Experimental drugs are increasingly being tested in combinations from the early stages of drug development, with the rationale that such combination treatments provide added benefit over each single agent by interacting with each other.
Now, researchers from Harvard Medical School argue that drug independence, rather than additive or synergistic effects, can explain the majority of trials where drug combinations prove superior to single agents.
In other words, patients given a drug combination do not do better because the drugs interact, but because some patients respond to one drug and some to the other.
Senior author Peter Sorger, Otto Krayer Professor of Systems Pharmacology at Harvard Medical School and the paper's senior author, emphasized that the team's point is not to question the benefit of drug combinations.
"We have questioned the underlying rationale for benefit," he told BioWorld.
"This doesn't mean that there isn't real benefit – independence is real and surprisingly powerful."
In fact, he said, the results show that "there is a design principle that can be exploited" to identify those cases where there is a benefit due to drug interactions – and that such combinations would be "manyfold better" than current combinations, which have already improved outcomes for patients.
Sorger and first author Adam Palmer, a postdoctoral fellow in Sorger's lab, were as surprised as anyone by their conclusions, which they published in the Dec. 15, 2017, issue of Cell.
"I started by trying to understand the molecular reasons for why drug combinations are effective," Palmer told BioWorld. "Ultimately, I ended up disproving that hypothesis."
When Palmer and Sorger re-analyzed studies of patient-derived xenografts as well as data from 15 clinical trials of combination therapies, in most cases the benefit of combination trials could be explained by assuming they contained three kinds of patients – namely, those who responded to one drug, those who responded to the other drug, and nonresponders.
Some trials did show additive effects.
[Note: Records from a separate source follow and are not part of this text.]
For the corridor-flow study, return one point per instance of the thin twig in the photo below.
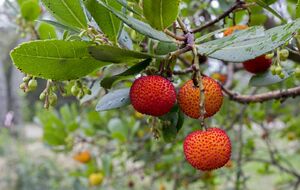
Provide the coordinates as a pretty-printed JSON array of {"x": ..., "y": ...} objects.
[
  {"x": 182, "y": 26},
  {"x": 179, "y": 38},
  {"x": 246, "y": 99},
  {"x": 238, "y": 4}
]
Combining the experimental MEK inhibitor binimetinib (Array Biopharma Inc.) with Kisqali (ribociclib, Novartis AG) in melanoma, or with buparlisib (Novartis AG) in pancreatic adenocarcinoma, led to improvements that were not due to independent drug effects.
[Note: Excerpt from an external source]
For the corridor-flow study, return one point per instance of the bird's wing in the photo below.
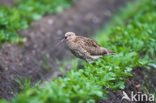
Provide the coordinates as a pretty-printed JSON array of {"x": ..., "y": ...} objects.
[{"x": 87, "y": 42}]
But independent action was sufficient to explain the superiority of combination treatments, including Herceptin (trastuzumab, Roche Holding AG) and chemotherapy in breast cancer, Opdivo (nivolumab, Bristol-Myers Squibb Co.) and Yervoy (ipilimumab, Bristol-Myers Squibb Co.) in melanoma, and Lynparza (olaparib, Astrazeneca plc.) combined with platinum-based chemotherapy in ovarian cancer.
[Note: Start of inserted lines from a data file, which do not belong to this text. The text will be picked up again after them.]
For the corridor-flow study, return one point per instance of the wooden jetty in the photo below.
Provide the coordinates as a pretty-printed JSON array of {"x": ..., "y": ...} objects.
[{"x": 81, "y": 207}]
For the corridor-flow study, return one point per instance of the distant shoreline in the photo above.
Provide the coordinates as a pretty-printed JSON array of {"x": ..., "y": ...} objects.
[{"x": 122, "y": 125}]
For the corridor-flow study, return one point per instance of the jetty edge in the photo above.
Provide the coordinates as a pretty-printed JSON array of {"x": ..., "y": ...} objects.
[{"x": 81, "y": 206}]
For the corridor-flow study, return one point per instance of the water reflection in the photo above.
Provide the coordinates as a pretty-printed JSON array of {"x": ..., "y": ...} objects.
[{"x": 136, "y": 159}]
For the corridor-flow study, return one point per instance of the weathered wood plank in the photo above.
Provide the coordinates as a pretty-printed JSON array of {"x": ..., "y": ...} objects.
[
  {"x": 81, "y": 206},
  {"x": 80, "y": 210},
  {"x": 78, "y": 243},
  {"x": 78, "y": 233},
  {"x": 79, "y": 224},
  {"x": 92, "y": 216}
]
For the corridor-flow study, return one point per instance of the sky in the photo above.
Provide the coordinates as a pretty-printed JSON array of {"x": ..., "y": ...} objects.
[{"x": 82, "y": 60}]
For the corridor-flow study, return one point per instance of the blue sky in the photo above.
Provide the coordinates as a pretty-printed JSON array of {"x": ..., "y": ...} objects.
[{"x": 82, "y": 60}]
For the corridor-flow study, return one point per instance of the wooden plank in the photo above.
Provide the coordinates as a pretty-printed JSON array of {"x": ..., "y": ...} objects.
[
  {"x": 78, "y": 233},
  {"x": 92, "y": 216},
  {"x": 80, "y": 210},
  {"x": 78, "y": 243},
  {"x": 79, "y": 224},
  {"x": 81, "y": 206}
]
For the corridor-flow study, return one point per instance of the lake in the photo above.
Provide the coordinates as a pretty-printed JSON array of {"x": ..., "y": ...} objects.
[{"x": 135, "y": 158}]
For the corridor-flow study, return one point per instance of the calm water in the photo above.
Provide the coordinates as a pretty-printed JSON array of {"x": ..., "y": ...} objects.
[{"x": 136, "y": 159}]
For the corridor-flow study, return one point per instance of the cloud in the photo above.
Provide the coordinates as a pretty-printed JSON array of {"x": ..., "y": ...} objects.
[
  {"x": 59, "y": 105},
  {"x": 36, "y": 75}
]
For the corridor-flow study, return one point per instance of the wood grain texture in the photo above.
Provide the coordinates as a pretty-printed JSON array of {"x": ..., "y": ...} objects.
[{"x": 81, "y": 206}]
In the near term, Sorger said, the results provide a "very strong theoretical foundation" for the idea that "combination therapies... should always be used to treat patients when the toxicities, the adverse effects, are acceptable."
The ideal solution from both a toxicity and a financial standpoint would be to learn how to predict for each individual patient which drug is the effective one. Currently, though, "it is very difficult to predict if they will respond better if they receive treatment A or if they receive treatment B," Palmer said. "This is what precision medicine is trying to solve."
In the absence of such predictive capabilities, another possibility is to observe in progress, Sorger said, though that would require changes in standard treatment protocols. Currently, "we don't tend to take patients, put them on combinations, and try to figure out which one is working."
In part, that is because there is the assumption that both partners are contributing to the treatment effect. But Edith Perez, vice president of biooncology at Genentech, noted that there are two additional caveats to that approach in the clinic.
Overall, she said, the work represents an interesting addition to earlier ways of understanding and predicting drug interactions, such as the combination index developed by Chou and Talalay.
In clinical practice, though, increased monitoring would mean taking multiple biopsies from patients on a repeated basis, a strategy that she called "very implausible" for most tumors.
Even if such monitoring were to become plausible, for example, through advances in liquid biopsies and biomarkers, the work of Palmer and Sorger itself shows that drugs can work in unexpected ways.
"Sometimes we think we know how a drug works based on preclinical studies," Perez told BioWorld, "but in humans, they work in mysterious ways that we did not anticipate."
Sorger said that the work is an example of the power of data science. "Adam [Palmer] took a 15-year-old dataset and stuck it in a computer," and gained new insights into why combinations are effective.
He also argued that such analyses are a too-rare part of biomedical research. "For all of what you read in the popular media, the investment in data analysis is really vanishing compared to data collection," he said. "Over and over again in biomedicine we see examples of collecting data and not applying modern analysis."
Furthermore, attempts at modern analysis are made more difficult by the fact that clinical journals still tend to treat data as proprietary.
In 2016, the editor-in-chief of The New England Journal of Medicine called scientists undertaking re-analyses "data parasites," though he quickly backtracked on the specific phrase.
In basic research, Sorger said, there has been "a huge amount of push towards open-source data," and publishers have been "very progressive in this area."
But "unfortunately," he added, "the clinical journals are lagging very far behind....The place where this would be most valuable, where the most people have died, is last in line for innovation."